Ideally the "most important" version would be the original, but that's not always the case. Also search engines still end up listing multiple results for the same content even though they say they don't want to.

With your original question just rewrite the article. Don't try to outthink duplicate content and figure out exactly how much should change. You can write about the same topic and even use many of the same words or quote the other article, but make sure it reads like a unique piece of content to real people. Give each article a different title, different headlines, etc. If the article looks unique to real people it'll look unique to search engines too.

Spider
06-20-2011, 02:31 PM
Great - thanks.

cbscreative
06-21-2011, 11:12 AM
Although vangogh kind of said this, I'll say it a different way to help simplify the principle. Even if you don't get a "penalty" for duplicate content, you don't get any reward either so there's no advantage to it.

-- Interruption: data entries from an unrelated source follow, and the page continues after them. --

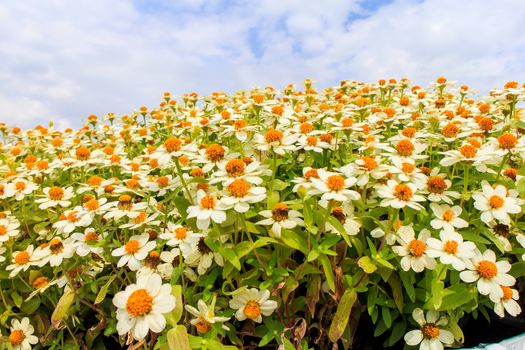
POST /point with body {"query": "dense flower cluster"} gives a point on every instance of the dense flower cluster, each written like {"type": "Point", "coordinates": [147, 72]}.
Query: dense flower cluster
{"type": "Point", "coordinates": [285, 212]}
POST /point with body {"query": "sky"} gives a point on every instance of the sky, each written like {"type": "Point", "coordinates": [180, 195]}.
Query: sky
{"type": "Point", "coordinates": [63, 60]}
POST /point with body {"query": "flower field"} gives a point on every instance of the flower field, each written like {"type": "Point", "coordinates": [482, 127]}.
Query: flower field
{"type": "Point", "coordinates": [267, 219]}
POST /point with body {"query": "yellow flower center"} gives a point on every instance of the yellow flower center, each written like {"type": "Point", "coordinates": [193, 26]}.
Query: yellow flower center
{"type": "Point", "coordinates": [335, 182]}
{"type": "Point", "coordinates": [56, 193]}
{"type": "Point", "coordinates": [403, 192]}
{"type": "Point", "coordinates": [140, 303]}
{"type": "Point", "coordinates": [16, 337]}
{"type": "Point", "coordinates": [252, 310]}
{"type": "Point", "coordinates": [495, 202]}
{"type": "Point", "coordinates": [430, 331]}
{"type": "Point", "coordinates": [417, 248]}
{"type": "Point", "coordinates": [487, 269]}
{"type": "Point", "coordinates": [405, 148]}
{"type": "Point", "coordinates": [239, 188]}
{"type": "Point", "coordinates": [22, 258]}
{"type": "Point", "coordinates": [451, 247]}
{"type": "Point", "coordinates": [132, 246]}
{"type": "Point", "coordinates": [280, 212]}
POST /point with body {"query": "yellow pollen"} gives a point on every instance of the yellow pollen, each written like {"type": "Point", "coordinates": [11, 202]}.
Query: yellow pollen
{"type": "Point", "coordinates": [487, 269]}
{"type": "Point", "coordinates": [496, 202]}
{"type": "Point", "coordinates": [403, 192]}
{"type": "Point", "coordinates": [507, 141]}
{"type": "Point", "coordinates": [208, 202]}
{"type": "Point", "coordinates": [16, 337]}
{"type": "Point", "coordinates": [215, 152]}
{"type": "Point", "coordinates": [417, 248]}
{"type": "Point", "coordinates": [430, 331]}
{"type": "Point", "coordinates": [507, 293]}
{"type": "Point", "coordinates": [335, 182]}
{"type": "Point", "coordinates": [22, 258]}
{"type": "Point", "coordinates": [181, 233]}
{"type": "Point", "coordinates": [405, 148]}
{"type": "Point", "coordinates": [239, 188]}
{"type": "Point", "coordinates": [252, 310]}
{"type": "Point", "coordinates": [273, 135]}
{"type": "Point", "coordinates": [436, 184]}
{"type": "Point", "coordinates": [140, 303]}
{"type": "Point", "coordinates": [235, 167]}
{"type": "Point", "coordinates": [132, 246]}
{"type": "Point", "coordinates": [451, 247]}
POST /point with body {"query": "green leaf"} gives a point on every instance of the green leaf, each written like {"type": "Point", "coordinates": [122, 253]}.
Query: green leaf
{"type": "Point", "coordinates": [328, 271]}
{"type": "Point", "coordinates": [366, 264]}
{"type": "Point", "coordinates": [62, 308]}
{"type": "Point", "coordinates": [178, 338]}
{"type": "Point", "coordinates": [101, 295]}
{"type": "Point", "coordinates": [342, 314]}
{"type": "Point", "coordinates": [174, 316]}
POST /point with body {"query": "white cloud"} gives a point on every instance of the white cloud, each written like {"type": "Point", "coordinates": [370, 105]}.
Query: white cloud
{"type": "Point", "coordinates": [63, 60]}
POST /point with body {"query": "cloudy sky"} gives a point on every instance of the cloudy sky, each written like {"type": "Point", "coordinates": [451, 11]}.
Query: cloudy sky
{"type": "Point", "coordinates": [63, 60]}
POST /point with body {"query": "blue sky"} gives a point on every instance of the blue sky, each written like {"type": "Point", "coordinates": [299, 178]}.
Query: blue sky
{"type": "Point", "coordinates": [63, 60]}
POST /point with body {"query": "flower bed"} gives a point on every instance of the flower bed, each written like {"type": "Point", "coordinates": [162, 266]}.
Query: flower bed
{"type": "Point", "coordinates": [267, 218]}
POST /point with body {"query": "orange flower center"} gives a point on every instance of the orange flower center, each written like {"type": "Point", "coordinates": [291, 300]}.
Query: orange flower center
{"type": "Point", "coordinates": [448, 215]}
{"type": "Point", "coordinates": [22, 258]}
{"type": "Point", "coordinates": [82, 153]}
{"type": "Point", "coordinates": [181, 233]}
{"type": "Point", "coordinates": [252, 310]}
{"type": "Point", "coordinates": [451, 247]}
{"type": "Point", "coordinates": [430, 331]}
{"type": "Point", "coordinates": [132, 246]}
{"type": "Point", "coordinates": [405, 148]}
{"type": "Point", "coordinates": [172, 144]}
{"type": "Point", "coordinates": [335, 182]}
{"type": "Point", "coordinates": [208, 202]}
{"type": "Point", "coordinates": [20, 185]}
{"type": "Point", "coordinates": [280, 212]}
{"type": "Point", "coordinates": [417, 248]}
{"type": "Point", "coordinates": [215, 152]}
{"type": "Point", "coordinates": [56, 193]}
{"type": "Point", "coordinates": [436, 184]}
{"type": "Point", "coordinates": [16, 337]}
{"type": "Point", "coordinates": [235, 167]}
{"type": "Point", "coordinates": [369, 163]}
{"type": "Point", "coordinates": [468, 151]}
{"type": "Point", "coordinates": [507, 292]}
{"type": "Point", "coordinates": [487, 269]}
{"type": "Point", "coordinates": [140, 303]}
{"type": "Point", "coordinates": [239, 188]}
{"type": "Point", "coordinates": [495, 202]}
{"type": "Point", "coordinates": [273, 135]}
{"type": "Point", "coordinates": [403, 192]}
{"type": "Point", "coordinates": [507, 141]}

I find that even though you may be limited in the topics you would write or talk about, there's always a unique way to present it—a different analogy to use or different examples to make your point.

vangogh
06-21-2011, 12:51 PM
you may be limited in the topics you would write or talk about

I don't think that's ever true. I think there are always topics to write or talk about. Those topics may not jump out at you, but they're there. Your point about finding a unique way to present the same topic is a good one. Very little is truly original. Most everything builds on other things or comes at them from a different angle. Finding something new to write about is often looking at things that have already been written about and writing about them in a different way.

There's also nothing wrong with covering the same topic from a similar perspective. You can write the same article without using the exact same words, which would still make both articles unique.